I received a comment from Bill responding to my recent blog post on Preservation Success in Waterford, VA. Bill saved parts of an old plantation home built in North Carolina during the 1800s, and moved them to become part of a cabin he built in Montana. I think this is just great, and wish more people would get involved in preservation recycling. In my opinion, this demonstrates the “old is the new green” adage just as much as the restoration of an old house.
If You Can’t Save the Old House, Save Parts
Unfortunately not all old houses can be saved; some have just too much damage done over the years to make it feasible. In other cases the best efforts of preservation enthusiasts aren’t enough, and an old house or building is lost. But does it have to be completely lost or can parts of it be preserved?
I happened upon a great story in an online NASCAR publication recently about preserving parts of an old house. Lindy Hornaday is the wife of a Truck Series driver, and when she relocated to North Carolina from the West Coast, she fell in love with an old house in Mooresville. The old house had belonged to a woman who had been a bit of a local legend, and she had been born and died in the old house–had lived her entire 97 years there. Mrs. Hornaday purchased the old house at auction, and turned it into a small store. The article reminded me of my post concerning what makes a house historic, as this old house contained all of the memories of a woman’s life. Unfortunately the old house eventually ended up being torn down, but Mrs. Hornaday was able to preserve a lot of the special parts of the home by building them into her new establishment in Mooresville.
Recycle That Old House
Rick Haver, a custom builder in Saugatuck, Michigan, uses old log home timbers in his new custom homes.

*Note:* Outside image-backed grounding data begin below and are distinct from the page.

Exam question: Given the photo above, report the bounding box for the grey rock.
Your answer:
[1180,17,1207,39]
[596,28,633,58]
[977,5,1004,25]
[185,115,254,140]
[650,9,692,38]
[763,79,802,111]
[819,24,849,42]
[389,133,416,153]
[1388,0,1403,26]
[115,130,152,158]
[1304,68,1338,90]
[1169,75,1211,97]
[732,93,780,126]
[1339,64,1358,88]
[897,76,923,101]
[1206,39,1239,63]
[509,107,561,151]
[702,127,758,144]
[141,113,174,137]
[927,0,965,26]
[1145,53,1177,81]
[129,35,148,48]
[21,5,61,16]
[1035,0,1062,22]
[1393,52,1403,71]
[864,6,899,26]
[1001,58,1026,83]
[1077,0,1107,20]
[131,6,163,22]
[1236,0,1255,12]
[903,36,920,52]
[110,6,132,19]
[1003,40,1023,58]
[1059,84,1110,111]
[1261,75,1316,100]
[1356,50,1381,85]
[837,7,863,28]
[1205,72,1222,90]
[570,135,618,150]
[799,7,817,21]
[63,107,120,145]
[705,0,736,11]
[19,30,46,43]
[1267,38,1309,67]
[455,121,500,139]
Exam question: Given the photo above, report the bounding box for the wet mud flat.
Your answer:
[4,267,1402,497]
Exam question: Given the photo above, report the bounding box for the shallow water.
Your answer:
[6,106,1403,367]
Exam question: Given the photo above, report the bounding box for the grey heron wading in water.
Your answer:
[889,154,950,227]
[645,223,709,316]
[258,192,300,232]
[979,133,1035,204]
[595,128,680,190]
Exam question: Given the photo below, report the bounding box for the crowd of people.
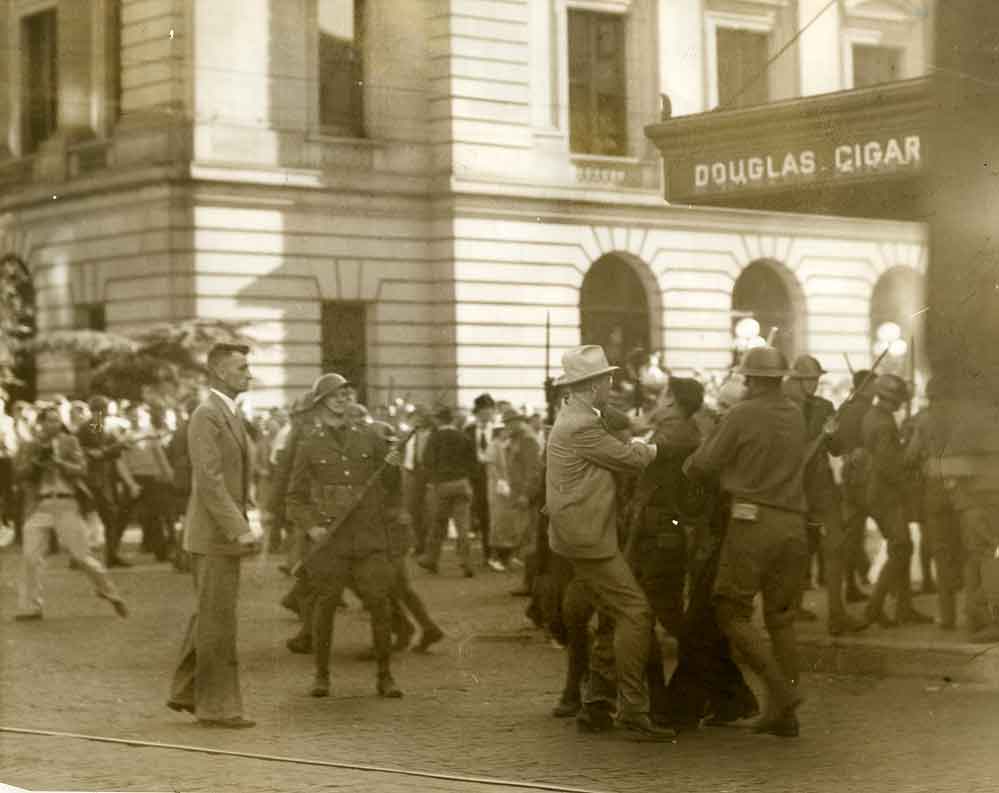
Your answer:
[4,338,996,739]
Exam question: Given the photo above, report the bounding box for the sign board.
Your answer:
[674,134,923,198]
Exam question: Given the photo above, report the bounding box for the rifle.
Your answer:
[295,426,417,577]
[544,312,557,427]
[801,346,890,469]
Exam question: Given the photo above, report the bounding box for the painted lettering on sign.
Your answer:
[690,135,921,193]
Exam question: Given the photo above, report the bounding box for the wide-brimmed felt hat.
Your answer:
[502,408,527,425]
[556,345,619,386]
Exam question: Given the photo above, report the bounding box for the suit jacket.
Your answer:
[465,423,489,487]
[183,393,251,556]
[14,432,91,517]
[546,399,656,560]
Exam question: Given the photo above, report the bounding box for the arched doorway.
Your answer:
[731,259,805,363]
[870,266,924,376]
[580,254,652,371]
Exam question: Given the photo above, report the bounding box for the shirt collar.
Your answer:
[210,388,239,416]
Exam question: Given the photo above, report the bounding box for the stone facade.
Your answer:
[0,0,930,409]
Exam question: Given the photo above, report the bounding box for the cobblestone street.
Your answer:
[2,548,999,793]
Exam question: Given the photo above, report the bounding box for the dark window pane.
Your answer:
[107,0,122,123]
[23,10,59,153]
[318,0,364,136]
[853,44,902,88]
[716,28,769,108]
[321,301,367,403]
[568,10,626,156]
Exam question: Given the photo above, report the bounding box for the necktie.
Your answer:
[480,430,487,452]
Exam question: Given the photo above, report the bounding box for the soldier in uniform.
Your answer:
[285,373,403,698]
[784,355,867,636]
[834,370,877,601]
[861,374,933,626]
[904,378,963,630]
[685,347,808,738]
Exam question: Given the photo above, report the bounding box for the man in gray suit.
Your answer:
[168,343,258,728]
[546,345,674,741]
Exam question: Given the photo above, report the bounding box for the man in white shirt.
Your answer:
[465,393,496,568]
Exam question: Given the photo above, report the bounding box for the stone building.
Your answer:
[0,0,931,408]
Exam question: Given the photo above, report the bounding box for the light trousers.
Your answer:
[18,497,120,614]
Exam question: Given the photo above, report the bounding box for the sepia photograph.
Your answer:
[1,1,998,791]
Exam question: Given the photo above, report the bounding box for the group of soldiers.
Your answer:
[537,340,999,742]
[238,338,999,736]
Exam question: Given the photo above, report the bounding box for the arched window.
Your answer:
[580,254,651,371]
[731,259,805,363]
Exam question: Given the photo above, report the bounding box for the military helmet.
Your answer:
[789,354,827,379]
[875,374,909,404]
[311,372,351,405]
[737,346,791,378]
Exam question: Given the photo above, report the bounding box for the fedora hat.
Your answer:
[556,345,619,386]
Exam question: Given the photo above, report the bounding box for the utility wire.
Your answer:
[723,0,838,109]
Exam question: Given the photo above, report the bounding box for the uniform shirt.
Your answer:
[790,393,840,516]
[862,402,906,495]
[685,390,807,514]
[833,394,873,454]
[424,426,476,484]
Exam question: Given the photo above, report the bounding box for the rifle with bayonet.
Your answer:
[544,312,557,427]
[801,346,890,469]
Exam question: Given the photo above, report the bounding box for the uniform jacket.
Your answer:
[792,393,841,516]
[546,398,656,560]
[14,431,91,517]
[183,393,251,556]
[861,402,906,510]
[286,418,393,563]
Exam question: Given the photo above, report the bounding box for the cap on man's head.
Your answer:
[88,395,110,413]
[473,393,495,412]
[434,405,454,423]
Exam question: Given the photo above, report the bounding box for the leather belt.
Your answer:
[39,492,75,499]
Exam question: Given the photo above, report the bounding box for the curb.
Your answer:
[798,634,999,686]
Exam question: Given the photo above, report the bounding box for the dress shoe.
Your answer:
[286,635,312,654]
[166,700,195,715]
[97,591,129,618]
[14,611,43,622]
[552,699,581,718]
[828,613,870,636]
[463,567,476,578]
[969,624,999,644]
[107,556,133,568]
[897,607,934,625]
[416,557,438,574]
[576,705,614,733]
[614,713,678,742]
[414,625,445,653]
[845,587,869,603]
[198,716,256,729]
[377,674,403,698]
[310,677,331,698]
[277,563,292,577]
[280,592,301,615]
[487,558,506,572]
[705,703,761,726]
[795,607,819,622]
[864,609,899,628]
[752,713,800,738]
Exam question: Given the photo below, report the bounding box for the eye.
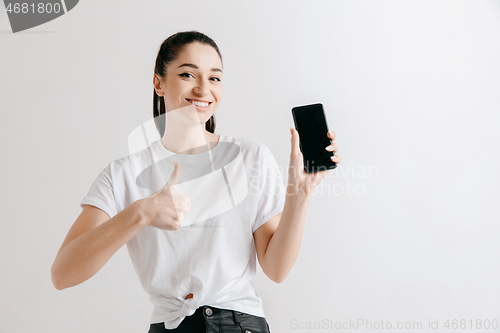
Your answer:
[179,73,193,78]
[210,77,221,82]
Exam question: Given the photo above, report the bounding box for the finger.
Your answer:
[167,161,182,190]
[330,154,341,163]
[325,142,338,153]
[327,131,337,141]
[290,127,301,157]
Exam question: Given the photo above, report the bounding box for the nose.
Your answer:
[193,80,209,96]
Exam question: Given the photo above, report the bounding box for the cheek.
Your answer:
[214,87,223,101]
[167,79,187,95]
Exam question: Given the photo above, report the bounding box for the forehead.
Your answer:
[173,42,222,70]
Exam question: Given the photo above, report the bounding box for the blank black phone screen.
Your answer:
[291,103,337,173]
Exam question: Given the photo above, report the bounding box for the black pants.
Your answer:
[148,305,271,333]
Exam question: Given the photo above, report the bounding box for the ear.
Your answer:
[154,75,165,96]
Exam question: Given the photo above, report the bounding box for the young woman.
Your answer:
[51,31,341,333]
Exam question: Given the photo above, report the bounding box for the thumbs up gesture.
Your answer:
[138,161,191,231]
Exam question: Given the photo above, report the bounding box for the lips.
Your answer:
[186,98,212,104]
[186,98,213,111]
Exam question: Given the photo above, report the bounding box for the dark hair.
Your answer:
[153,30,223,137]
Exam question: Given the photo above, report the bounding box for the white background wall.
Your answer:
[1,1,499,332]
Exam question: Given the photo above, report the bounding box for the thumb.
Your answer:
[166,160,182,190]
[290,127,301,158]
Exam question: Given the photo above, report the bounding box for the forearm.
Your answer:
[51,201,147,290]
[262,188,311,283]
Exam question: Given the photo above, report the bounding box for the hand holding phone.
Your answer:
[291,103,337,173]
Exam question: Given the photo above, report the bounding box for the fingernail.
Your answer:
[325,145,333,151]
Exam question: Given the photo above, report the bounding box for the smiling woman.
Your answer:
[52,30,340,333]
[152,32,223,139]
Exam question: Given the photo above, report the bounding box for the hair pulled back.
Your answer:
[153,30,222,137]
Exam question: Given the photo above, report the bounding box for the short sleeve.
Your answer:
[252,145,286,233]
[80,163,117,219]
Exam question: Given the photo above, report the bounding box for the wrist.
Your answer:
[286,183,312,201]
[130,199,150,229]
[286,183,312,198]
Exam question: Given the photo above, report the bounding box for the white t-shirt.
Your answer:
[80,134,286,329]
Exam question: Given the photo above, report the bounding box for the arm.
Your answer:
[254,128,341,283]
[51,201,146,290]
[52,161,187,290]
[254,191,310,283]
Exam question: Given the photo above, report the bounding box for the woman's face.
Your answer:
[156,42,223,125]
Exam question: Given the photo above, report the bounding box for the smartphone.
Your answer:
[291,103,337,173]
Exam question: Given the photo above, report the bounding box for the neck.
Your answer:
[161,105,218,155]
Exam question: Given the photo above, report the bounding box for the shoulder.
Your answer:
[104,143,154,178]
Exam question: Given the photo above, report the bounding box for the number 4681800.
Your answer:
[444,319,498,330]
[6,2,62,14]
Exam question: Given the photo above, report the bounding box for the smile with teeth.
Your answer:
[187,99,211,107]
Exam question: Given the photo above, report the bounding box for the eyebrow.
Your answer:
[177,63,222,73]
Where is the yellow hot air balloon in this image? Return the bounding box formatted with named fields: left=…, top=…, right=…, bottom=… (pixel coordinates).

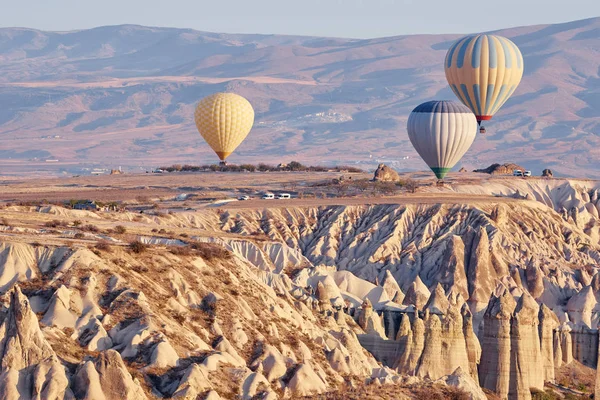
left=194, top=92, right=254, bottom=163
left=445, top=34, right=523, bottom=133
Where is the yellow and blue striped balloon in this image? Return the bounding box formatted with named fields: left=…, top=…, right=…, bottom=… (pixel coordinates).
left=445, top=34, right=523, bottom=125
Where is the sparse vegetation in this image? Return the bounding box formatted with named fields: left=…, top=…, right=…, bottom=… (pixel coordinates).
left=114, top=225, right=127, bottom=234
left=129, top=240, right=147, bottom=254
left=82, top=224, right=100, bottom=233
left=44, top=219, right=64, bottom=228
left=95, top=241, right=112, bottom=252
left=157, top=161, right=363, bottom=174
left=190, top=241, right=233, bottom=261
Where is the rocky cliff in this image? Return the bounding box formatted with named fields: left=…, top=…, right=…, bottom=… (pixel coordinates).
left=0, top=179, right=599, bottom=398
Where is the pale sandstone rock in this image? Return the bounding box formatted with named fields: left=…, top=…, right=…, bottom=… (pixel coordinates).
left=560, top=324, right=574, bottom=364
left=416, top=314, right=443, bottom=379
left=539, top=304, right=559, bottom=382
left=441, top=299, right=471, bottom=379
left=287, top=362, right=327, bottom=396
left=172, top=364, right=213, bottom=399
left=424, top=283, right=449, bottom=315
left=403, top=275, right=430, bottom=310
left=381, top=270, right=404, bottom=304
left=358, top=299, right=386, bottom=338
left=437, top=367, right=487, bottom=400
left=467, top=226, right=496, bottom=305
left=41, top=285, right=77, bottom=329
left=0, top=286, right=56, bottom=371
left=478, top=289, right=516, bottom=398
left=508, top=293, right=543, bottom=400
left=407, top=314, right=425, bottom=374
left=437, top=235, right=469, bottom=299
left=73, top=350, right=147, bottom=400
left=393, top=313, right=412, bottom=373
left=149, top=339, right=179, bottom=369
left=373, top=164, right=400, bottom=182
left=462, top=307, right=481, bottom=380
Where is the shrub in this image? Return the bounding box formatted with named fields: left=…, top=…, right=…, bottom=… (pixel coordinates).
left=398, top=178, right=418, bottom=193
left=190, top=242, right=233, bottom=261
left=129, top=240, right=147, bottom=254
left=95, top=241, right=112, bottom=252
left=240, top=164, right=256, bottom=172
left=74, top=232, right=85, bottom=239
left=530, top=388, right=561, bottom=400
left=44, top=219, right=63, bottom=228
left=72, top=220, right=82, bottom=227
left=169, top=246, right=193, bottom=256
left=114, top=225, right=127, bottom=234
left=82, top=224, right=100, bottom=233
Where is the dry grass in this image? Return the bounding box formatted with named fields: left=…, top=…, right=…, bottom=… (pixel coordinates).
left=298, top=382, right=470, bottom=399
left=555, top=361, right=595, bottom=395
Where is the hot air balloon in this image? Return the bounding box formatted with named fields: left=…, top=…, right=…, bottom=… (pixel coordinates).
left=445, top=34, right=523, bottom=134
left=194, top=93, right=254, bottom=165
left=407, top=100, right=477, bottom=180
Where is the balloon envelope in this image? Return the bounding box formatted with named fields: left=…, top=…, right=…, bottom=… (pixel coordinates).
left=407, top=101, right=477, bottom=179
left=194, top=93, right=254, bottom=161
left=445, top=34, right=523, bottom=124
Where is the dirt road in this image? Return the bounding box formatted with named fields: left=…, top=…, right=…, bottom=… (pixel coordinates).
left=215, top=193, right=519, bottom=210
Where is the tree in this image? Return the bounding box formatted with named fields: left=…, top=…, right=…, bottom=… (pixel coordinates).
left=288, top=161, right=305, bottom=171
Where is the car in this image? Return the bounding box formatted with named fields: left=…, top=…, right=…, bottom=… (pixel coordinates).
left=513, top=170, right=523, bottom=177
left=523, top=171, right=532, bottom=177
left=277, top=193, right=291, bottom=200
left=238, top=195, right=250, bottom=201
left=152, top=169, right=164, bottom=173
left=261, top=193, right=275, bottom=200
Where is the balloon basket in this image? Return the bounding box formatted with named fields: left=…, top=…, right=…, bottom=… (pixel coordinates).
left=219, top=161, right=228, bottom=167
left=479, top=126, right=486, bottom=134
left=436, top=180, right=445, bottom=187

This article about a home he was building in 2008 describes how he was using 180-year-old timbers from a cabin originally built in Rich Creek, Virginia. It is estimated that Andrew Jackson was the president when the cabin was built. The cabin was torn down over the years and he found the timbers in West Virginia. The old house timbers now have a new home in Michigan, and this builder exemplifies that “old is the new green.” He had already built three other homes incorporating old house timbers before beginning this house, two in Pennsylvania and one in New Hampshire. Rick Haver has been recognized by the local preservation organizations for his historical preservation work.
So hats off to Bill in Montana, Lindy Hornaday in North Carolina, Rick Haver in Michigan, and everyone else who is contributing to preservation by recycling old houses.